EDIT: I'm just not buying the argument that the standard's language restricting arguments to function void ::operator delete(void*) apply in any meaningful way to the operand of delete in a delete-expression. At best, the connection between the two is extremely tenuous, and a number of expressions are allowed as operands to delete which are not valid to pass to void ::operator delete(void*). For example:

struct A
{
  virtual ~A() {}
};

struct B1 : virtual A {};

struct B2 : virtual A {};

struct B3 : virtual A {};

struct D : virtual B1, virtual B2, virtual B3 {};

struct E : virtual B3, virtual D {};

int main( void )
{
  B3* p = new E();
  void* raw = malloc(sizeof (D));
  B3* p2 = new (raw) D();

  ::operator delete(p); // definitely UB
  delete p; // definitely legal

  ::operator delete(p2); // definitely UB
  delete p2; // ???

  return 0;
}

I hope this shows that whether a pointer may be passed to void operator delete(void*) has no bearing on whether that same pointer may be used as the operand of delete.

Solution 1:

The Standard rules at [basic.stc.dynamic.deallocation]p3

Otherwise, the value supplied to operator delete(void*) in the standard library shall be one of the values returned by a previous invocation of either operator new(size_t) or operator new(size_t, const std::nothrow_t&) in the standard library, and the value supplied to operator delete[](void*) in the standard library shall be one of the values returned by a previous invocation of either operator new[](size_t) or operator new[](size_t, const std::nothrow_t&) in the standard library.

Your delete call will call the libraries' operator delete(void*), unless you have overwritten it. Since you haven't said anything about that, I will assume you haven't.

The "shall" above really should be something like "behavior is undefined if not" so it's not mistaken as being a diagnosable rule, which it isn't by [lib.res.on.arguments]p1. This was corrected by n3225 so it can't be mistaken anymore.

Solution 2:

The compiler doesn't really care that p comes from a placement new call, so it won't prevent you from issuing delete on the object. In that way, your example can be considered "legal".

That won't work though, since "placement delete" operators cannot be called explicitly.

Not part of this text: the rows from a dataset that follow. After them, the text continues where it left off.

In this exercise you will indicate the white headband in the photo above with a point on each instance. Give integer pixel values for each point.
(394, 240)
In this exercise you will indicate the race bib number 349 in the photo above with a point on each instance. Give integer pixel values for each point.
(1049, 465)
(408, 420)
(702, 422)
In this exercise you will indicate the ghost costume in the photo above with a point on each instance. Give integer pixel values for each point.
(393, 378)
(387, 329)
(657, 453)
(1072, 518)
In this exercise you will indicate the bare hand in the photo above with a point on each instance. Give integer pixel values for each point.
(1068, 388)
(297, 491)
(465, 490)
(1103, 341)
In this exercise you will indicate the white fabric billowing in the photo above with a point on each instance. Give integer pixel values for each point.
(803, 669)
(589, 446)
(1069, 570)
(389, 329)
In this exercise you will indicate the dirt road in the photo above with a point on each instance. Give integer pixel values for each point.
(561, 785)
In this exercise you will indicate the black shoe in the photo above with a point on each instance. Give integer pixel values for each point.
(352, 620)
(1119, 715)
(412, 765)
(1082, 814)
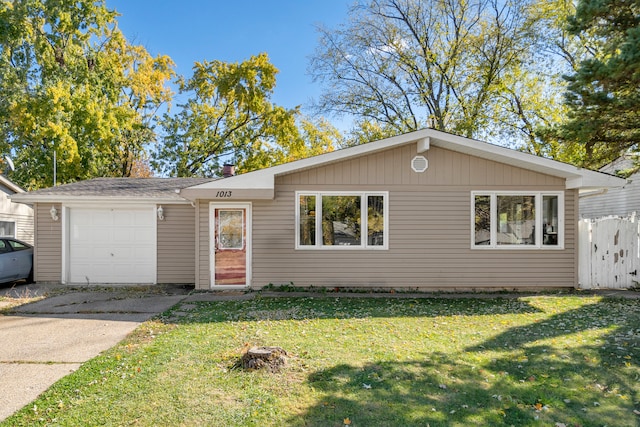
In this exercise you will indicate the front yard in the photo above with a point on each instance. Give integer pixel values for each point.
(552, 360)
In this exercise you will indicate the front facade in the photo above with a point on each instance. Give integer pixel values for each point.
(114, 231)
(16, 219)
(425, 210)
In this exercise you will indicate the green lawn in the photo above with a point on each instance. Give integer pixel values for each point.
(553, 360)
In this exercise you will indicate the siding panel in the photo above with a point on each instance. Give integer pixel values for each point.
(176, 245)
(48, 244)
(429, 228)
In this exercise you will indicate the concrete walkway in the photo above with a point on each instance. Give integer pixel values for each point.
(48, 339)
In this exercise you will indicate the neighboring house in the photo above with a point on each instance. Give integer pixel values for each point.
(622, 201)
(425, 210)
(16, 219)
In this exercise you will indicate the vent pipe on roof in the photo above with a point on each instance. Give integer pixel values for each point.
(228, 170)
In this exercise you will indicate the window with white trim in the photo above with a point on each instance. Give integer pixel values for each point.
(521, 220)
(341, 220)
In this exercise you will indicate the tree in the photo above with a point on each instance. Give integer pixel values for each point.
(70, 83)
(603, 94)
(400, 65)
(229, 117)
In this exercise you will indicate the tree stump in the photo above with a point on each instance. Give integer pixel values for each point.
(272, 358)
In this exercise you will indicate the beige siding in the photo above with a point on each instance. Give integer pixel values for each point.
(429, 228)
(202, 239)
(176, 245)
(48, 244)
(20, 214)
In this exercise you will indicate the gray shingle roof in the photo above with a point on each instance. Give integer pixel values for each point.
(123, 187)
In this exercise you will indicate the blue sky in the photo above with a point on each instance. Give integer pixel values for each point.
(232, 31)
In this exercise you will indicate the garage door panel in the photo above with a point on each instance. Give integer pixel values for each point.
(112, 245)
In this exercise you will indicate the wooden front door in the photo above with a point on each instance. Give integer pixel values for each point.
(231, 252)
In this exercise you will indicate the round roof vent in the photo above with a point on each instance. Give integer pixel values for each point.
(419, 164)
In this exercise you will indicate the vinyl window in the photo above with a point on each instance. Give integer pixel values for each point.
(341, 220)
(528, 220)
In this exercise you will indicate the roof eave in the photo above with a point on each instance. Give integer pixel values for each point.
(26, 198)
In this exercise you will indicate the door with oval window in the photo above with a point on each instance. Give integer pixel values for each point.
(231, 254)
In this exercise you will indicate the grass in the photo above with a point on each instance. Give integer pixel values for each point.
(552, 360)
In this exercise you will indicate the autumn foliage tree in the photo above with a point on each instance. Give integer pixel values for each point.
(70, 83)
(229, 117)
(401, 65)
(604, 91)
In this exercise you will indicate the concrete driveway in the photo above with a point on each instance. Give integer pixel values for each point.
(48, 339)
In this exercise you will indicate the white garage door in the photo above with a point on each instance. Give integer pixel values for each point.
(112, 245)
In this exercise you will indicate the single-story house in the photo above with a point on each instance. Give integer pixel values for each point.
(16, 219)
(621, 201)
(426, 210)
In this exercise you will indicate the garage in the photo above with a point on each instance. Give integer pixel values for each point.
(111, 245)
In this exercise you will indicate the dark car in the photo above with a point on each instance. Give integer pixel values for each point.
(16, 260)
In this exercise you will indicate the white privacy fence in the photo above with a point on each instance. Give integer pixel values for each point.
(609, 252)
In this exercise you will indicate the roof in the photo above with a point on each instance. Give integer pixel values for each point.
(261, 184)
(135, 189)
(10, 184)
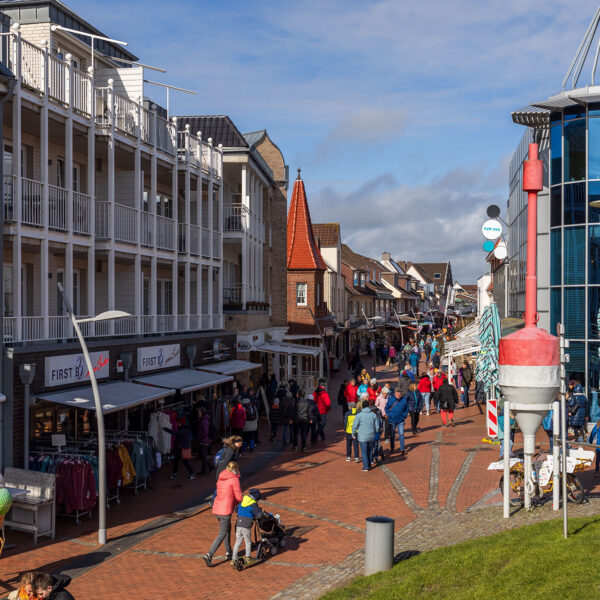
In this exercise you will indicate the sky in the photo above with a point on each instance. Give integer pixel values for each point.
(398, 112)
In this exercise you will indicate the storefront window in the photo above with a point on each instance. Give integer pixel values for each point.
(594, 312)
(593, 197)
(594, 149)
(574, 203)
(574, 249)
(574, 150)
(555, 256)
(574, 323)
(594, 254)
(555, 309)
(556, 206)
(556, 152)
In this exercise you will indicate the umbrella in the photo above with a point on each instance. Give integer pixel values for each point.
(486, 370)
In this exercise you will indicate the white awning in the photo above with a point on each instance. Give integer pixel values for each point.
(184, 380)
(287, 348)
(114, 396)
(230, 367)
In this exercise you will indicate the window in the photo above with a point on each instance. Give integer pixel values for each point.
(301, 292)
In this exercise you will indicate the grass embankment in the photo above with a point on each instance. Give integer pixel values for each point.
(533, 562)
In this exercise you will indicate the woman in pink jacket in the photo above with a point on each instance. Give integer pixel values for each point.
(229, 493)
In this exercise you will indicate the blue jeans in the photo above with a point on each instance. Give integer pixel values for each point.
(351, 443)
(321, 429)
(366, 451)
(400, 428)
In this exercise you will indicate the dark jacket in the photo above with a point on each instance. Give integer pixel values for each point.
(396, 409)
(304, 411)
(59, 592)
(229, 454)
(414, 401)
(182, 436)
(447, 396)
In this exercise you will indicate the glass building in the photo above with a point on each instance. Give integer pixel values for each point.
(567, 126)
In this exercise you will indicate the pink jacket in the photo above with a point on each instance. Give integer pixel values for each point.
(229, 493)
(380, 403)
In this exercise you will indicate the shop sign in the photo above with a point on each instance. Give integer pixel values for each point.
(71, 368)
(151, 358)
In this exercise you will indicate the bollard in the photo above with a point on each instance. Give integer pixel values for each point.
(379, 544)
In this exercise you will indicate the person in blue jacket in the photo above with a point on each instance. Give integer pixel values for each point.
(365, 427)
(577, 411)
(396, 410)
(595, 435)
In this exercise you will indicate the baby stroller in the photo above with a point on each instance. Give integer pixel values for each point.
(269, 536)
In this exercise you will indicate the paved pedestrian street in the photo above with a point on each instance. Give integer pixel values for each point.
(439, 493)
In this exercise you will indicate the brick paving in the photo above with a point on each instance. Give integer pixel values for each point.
(439, 494)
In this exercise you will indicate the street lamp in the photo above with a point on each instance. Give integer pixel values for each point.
(110, 314)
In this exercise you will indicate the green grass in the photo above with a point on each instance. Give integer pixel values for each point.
(529, 563)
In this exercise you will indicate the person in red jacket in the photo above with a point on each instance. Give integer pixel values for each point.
(374, 390)
(323, 402)
(425, 389)
(229, 494)
(350, 391)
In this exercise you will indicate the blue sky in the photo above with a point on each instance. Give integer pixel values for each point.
(397, 111)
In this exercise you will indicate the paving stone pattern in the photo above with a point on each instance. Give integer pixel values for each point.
(440, 493)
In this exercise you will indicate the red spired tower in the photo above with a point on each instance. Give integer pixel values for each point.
(529, 359)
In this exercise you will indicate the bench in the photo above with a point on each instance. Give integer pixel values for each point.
(35, 512)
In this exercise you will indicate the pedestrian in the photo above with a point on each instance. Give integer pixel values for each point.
(204, 441)
(351, 391)
(595, 436)
(248, 511)
(48, 586)
(303, 417)
(323, 402)
(397, 411)
(287, 417)
(274, 418)
(25, 589)
(228, 453)
(577, 410)
(447, 398)
(467, 377)
(373, 390)
(351, 441)
(229, 493)
(364, 428)
(415, 406)
(425, 389)
(237, 419)
(182, 448)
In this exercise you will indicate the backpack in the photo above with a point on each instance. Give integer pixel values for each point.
(250, 412)
(218, 457)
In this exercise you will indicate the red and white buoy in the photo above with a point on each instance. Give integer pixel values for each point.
(529, 359)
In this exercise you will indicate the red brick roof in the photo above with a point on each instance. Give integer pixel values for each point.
(303, 252)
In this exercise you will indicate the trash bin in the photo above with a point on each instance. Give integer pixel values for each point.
(379, 544)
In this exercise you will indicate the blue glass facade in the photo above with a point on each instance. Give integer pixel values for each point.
(575, 238)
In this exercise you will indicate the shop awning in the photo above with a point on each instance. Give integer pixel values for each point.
(114, 396)
(230, 367)
(184, 380)
(287, 348)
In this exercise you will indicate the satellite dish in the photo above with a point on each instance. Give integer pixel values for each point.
(493, 211)
(501, 252)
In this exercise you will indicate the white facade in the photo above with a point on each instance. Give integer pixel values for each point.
(102, 194)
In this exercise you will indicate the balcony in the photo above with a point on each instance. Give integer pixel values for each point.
(31, 329)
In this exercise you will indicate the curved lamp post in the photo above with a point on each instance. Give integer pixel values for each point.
(105, 316)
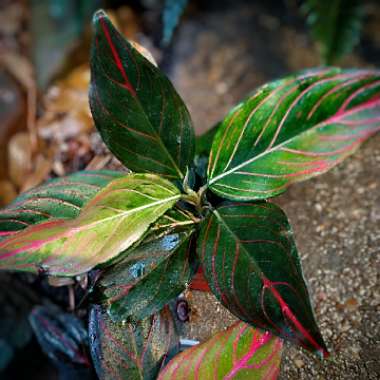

They're only called implicitly if the constructor throws, so the destructor can run.

Solution 3:

I suppose you might get away with it (on a particular compiler) if

1. new/delete are implemented in terms of malloc/free and
2. the placement new actually uses the same mechanism for keeping track of the destructor associated with allocations as the standard new, so that the call to delete could find the right destructor.

But there is no way it can be portable or safe.